The past few years have certainly been marked by political unrest, a decline in moral accountability, the rise in racial/ethnic injustice and violence against women and our most vulnerable populations both at home and abroad. COVID-19 also revealed cracks in the church’s unity and has specifically challenged the ways in which leaders respond when things are outside of their control; when the comfort of normal is out of reach, when their physical, mental or emotional health is ailing; when the sheep scatter, and the flock does not respond to their local shepherd’s call to come back home.

Disciples of Jesus and church leaders can respond to the challenges that they fear in several ways. One response is to retreat or focus inward. That’s what the disciples did after Jesus’ resurrection. They locked themselves in a room because they were afraid of the Jewish leaders (John 20:19). Jesus responds to this fear multiple times by proclaiming a blessing of peace upon them. He also invited them to receive the Holy Spirit (John 20:22). Today, our fears can rise if we do not align with this camp or that one, if we don’t support the “correct” political party or candidate, if we don’t read the “right” theologians, affirm the “right” doctrine or follow the “right” pastors.

“Our fears present an opportunity to look beyond ourselves and see that the harvest is plentiful.”

Is sound doctrine and orthodoxy important to our Christian faith? Absolutely. Yet one of the things that has most ailed the American church over the past few years is the fear of loss of control in various camps, leading to manipulation, control, slander and division among God’s people. Our real fear is the inability to control other humans who have been created in God’s image to exercise dominion on this earth.

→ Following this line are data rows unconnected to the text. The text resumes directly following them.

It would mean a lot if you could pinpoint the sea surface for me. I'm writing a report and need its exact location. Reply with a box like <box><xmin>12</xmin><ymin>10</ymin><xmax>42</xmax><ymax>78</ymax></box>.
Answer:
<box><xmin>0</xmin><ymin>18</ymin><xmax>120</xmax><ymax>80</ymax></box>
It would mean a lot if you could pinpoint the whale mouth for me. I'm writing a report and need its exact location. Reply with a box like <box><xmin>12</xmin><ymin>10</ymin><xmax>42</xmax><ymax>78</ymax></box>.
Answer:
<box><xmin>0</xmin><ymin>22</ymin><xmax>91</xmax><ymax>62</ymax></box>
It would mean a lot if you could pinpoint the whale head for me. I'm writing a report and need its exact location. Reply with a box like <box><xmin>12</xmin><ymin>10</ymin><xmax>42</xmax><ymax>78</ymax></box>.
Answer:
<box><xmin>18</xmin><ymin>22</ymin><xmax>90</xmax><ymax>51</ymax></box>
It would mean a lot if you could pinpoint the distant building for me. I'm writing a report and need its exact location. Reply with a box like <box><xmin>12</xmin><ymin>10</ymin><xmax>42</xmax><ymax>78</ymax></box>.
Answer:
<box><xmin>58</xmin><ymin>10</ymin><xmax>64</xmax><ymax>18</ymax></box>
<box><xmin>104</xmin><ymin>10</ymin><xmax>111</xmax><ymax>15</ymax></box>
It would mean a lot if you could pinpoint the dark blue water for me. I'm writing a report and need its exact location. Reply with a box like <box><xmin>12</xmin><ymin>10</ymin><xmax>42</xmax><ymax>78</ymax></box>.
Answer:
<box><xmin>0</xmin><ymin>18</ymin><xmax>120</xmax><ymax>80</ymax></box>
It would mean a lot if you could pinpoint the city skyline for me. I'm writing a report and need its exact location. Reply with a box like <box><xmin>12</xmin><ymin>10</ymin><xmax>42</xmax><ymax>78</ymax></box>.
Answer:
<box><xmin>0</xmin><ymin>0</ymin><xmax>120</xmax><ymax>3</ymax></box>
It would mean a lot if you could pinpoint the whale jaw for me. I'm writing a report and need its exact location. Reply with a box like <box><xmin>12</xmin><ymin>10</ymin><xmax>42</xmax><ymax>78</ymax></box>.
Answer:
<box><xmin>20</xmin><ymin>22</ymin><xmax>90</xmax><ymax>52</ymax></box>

When the disciples feared the control that the Jewish leaders had over their lives, they hid. In response, Jesus said, “As my father has sent me, I am sending you” (John 20:21). Jesus presents them with an opportunity. Our challenges and fears present an opportunity to look beyond ourselves and see that the harvest is plentiful. When Jesus prayed to his father, he said, “My prayer is not that you take them out of the world but that you protect them from the evil one” (John 17:15).

When I consider where the church is going, I do not want her to retreat, do what’s comfortable or return to business as usual. As someone who is deeply committed to the local church, I am invested in the people of God as a united body. I pray that the body of Christ continues to intentionally extend its reach beyond the local church building, for that is God’s mission and desire for us.

We are a “called out” people who are purposed to go into the world as Holy-Spirit-filled, sanctified people who actively proclaim and practice the leadership example of Jesus. This is the Lord’s will for us.